F&P Healthcare shares surged 5.9 percent to $3.21, the highest since Feb. 1, 2011, when it touched $3.22. The stock has surged 23 percent so far this year.
Profit is likely to be $85 million to $90 million in the year ending March 13, 2014, managing director Michael Daniell said today. That's more than the $79 million-to-$83 million range expected in a survey of seven analysts by Merlin Consulting.
F&P Healthcare, which competes with Resmed and Respironics, is boosting profit margins on record sales, higher-margin new products and lower costs from its plant in Mexico.
"The share price rise reflects the guidance for 2014 being better than expectations," said Rickey Ward, who manages equities at Tyndall Investment Management. "Next year looks like it's better than forecast."
F&P Healthcare said 2013 profit rose 20 per cent to $77.1 million, ahead of its February guidance of about $75 million. The company boosted operating revenue to a record $556.3 million on strong demand for its respiratory systems and new masks to treat the condition obstructive sleep apnea.

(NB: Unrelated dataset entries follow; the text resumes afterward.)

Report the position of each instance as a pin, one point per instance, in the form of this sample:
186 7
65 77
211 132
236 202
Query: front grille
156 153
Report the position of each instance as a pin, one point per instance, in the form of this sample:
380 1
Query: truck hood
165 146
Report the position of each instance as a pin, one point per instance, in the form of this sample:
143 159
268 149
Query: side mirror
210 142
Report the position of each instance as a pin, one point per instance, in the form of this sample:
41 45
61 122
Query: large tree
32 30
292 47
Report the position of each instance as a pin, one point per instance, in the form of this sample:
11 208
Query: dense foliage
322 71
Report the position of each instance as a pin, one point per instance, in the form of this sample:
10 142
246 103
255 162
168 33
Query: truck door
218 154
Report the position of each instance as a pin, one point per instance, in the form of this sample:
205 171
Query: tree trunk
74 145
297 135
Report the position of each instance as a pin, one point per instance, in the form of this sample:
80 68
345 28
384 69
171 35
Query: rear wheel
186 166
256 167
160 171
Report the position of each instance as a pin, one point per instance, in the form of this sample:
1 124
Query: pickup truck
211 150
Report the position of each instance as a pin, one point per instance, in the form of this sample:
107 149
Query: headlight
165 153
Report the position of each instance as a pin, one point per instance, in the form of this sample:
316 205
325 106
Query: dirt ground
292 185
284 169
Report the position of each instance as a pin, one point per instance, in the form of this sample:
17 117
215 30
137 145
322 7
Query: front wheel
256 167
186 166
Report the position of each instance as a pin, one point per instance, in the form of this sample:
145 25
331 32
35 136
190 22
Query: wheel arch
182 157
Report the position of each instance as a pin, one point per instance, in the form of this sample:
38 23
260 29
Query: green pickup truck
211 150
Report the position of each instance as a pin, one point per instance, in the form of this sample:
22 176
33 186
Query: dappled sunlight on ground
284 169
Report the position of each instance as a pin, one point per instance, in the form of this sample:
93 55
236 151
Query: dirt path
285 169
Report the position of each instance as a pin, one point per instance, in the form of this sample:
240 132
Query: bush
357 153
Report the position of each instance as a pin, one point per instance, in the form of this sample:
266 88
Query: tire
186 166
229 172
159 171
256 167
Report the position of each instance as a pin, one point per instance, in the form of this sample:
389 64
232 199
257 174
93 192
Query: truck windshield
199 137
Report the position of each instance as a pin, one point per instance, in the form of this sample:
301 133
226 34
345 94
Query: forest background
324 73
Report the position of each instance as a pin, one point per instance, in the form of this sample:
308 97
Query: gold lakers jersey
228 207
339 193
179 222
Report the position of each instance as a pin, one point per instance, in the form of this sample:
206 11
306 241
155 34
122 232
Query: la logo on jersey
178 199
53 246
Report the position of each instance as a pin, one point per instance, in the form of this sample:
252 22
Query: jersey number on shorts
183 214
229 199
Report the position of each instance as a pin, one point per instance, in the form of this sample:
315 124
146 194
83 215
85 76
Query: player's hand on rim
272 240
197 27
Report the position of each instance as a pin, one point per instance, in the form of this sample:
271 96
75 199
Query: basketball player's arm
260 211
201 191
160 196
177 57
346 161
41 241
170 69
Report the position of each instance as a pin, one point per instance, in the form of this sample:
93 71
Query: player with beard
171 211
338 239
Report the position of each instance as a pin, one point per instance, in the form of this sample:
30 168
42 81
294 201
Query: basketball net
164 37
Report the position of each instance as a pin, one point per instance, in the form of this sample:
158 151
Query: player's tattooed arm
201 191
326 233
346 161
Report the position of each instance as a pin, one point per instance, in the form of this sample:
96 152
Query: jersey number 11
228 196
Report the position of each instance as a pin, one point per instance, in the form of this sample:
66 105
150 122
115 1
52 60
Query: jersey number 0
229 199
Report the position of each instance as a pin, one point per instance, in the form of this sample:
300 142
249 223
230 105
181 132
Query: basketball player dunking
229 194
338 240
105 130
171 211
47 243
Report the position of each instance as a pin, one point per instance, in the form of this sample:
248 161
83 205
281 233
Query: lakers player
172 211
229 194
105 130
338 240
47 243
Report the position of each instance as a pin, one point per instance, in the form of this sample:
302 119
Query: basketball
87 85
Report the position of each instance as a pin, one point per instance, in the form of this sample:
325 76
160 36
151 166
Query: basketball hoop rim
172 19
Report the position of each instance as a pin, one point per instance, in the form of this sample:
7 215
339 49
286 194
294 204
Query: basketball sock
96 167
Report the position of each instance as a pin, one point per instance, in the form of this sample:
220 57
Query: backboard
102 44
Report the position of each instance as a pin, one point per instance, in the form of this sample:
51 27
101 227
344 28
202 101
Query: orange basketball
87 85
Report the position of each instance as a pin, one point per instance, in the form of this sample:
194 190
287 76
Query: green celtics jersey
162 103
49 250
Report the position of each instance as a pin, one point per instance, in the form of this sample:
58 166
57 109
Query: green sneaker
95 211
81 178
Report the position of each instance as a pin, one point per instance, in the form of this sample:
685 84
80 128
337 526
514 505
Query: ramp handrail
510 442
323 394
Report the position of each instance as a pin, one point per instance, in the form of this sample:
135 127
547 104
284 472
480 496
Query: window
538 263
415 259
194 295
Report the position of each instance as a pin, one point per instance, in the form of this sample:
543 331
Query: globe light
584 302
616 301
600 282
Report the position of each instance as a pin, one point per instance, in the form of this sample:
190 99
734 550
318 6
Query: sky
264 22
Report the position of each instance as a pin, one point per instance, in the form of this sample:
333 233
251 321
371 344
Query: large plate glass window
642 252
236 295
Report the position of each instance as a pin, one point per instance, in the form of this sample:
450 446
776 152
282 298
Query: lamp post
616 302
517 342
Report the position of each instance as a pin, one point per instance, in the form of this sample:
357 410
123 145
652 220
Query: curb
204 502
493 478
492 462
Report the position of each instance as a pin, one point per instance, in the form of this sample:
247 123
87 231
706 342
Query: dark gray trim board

"All of the new products we have invested in over the last 18 months do a better job and in return for that we are getting better margins," Daniell said on a conference call. "We are pretty positive about the coming year."
The company expects operating revenue to rise to between $610 million to $630 million in 2014, Daniell said. The 2014 forecasts are based on the New Zealand dollar trading between 80 US cents and 85 US cents for the remainder of the year as about half its operating revenue is derived in US dollars.
In constant currency terms, which the company uses to show its underlying performance excluding currency affects, operating revenue rose 11 percent. Sales of respiratory products rose 15 percent, while sales of devices to treat obstructive sleep apnea increased 6 per cent.
The annual revenue growth rate in constant currency terms should continue in the mid-teens, driven by new products and applications, Daniell said.
Making an increased quantity and range of products at its plant in Mexico contributed to an improvement in gross margin to 55.3 percent in 2013 from 53.2 percent the year earlier, Daniell said.
Removing the effects of currency volatility, gross margins are expected to expand 100 to 200 basis points a year as a result of new products, efficiencies and the Mexico plant, he said.
F&P Healthcare expects to outlay $40 million in capital expenditure in 2014. That's down from $62 million in 2013 when it spent on new equipment to increase manufacturing capacity, new product tooling, replacement equipment and $33.6 million to complete a third building on its Auckland site.
Research and development spending increased 9 percent in 2013 and current new projects include masks, flow generators, humidifier systems and respiratory and acute care consumables.
It spent 6 percent more on selling as it expanded in North America, Europe and the Asia Pacific regions.
The company's diluted earnings per share increased to 13.8 cents in 2013 from 11.7 cents the year earlier. It will pay a final dividend of 7 cents a share on July 5, unchanged from the year earlier.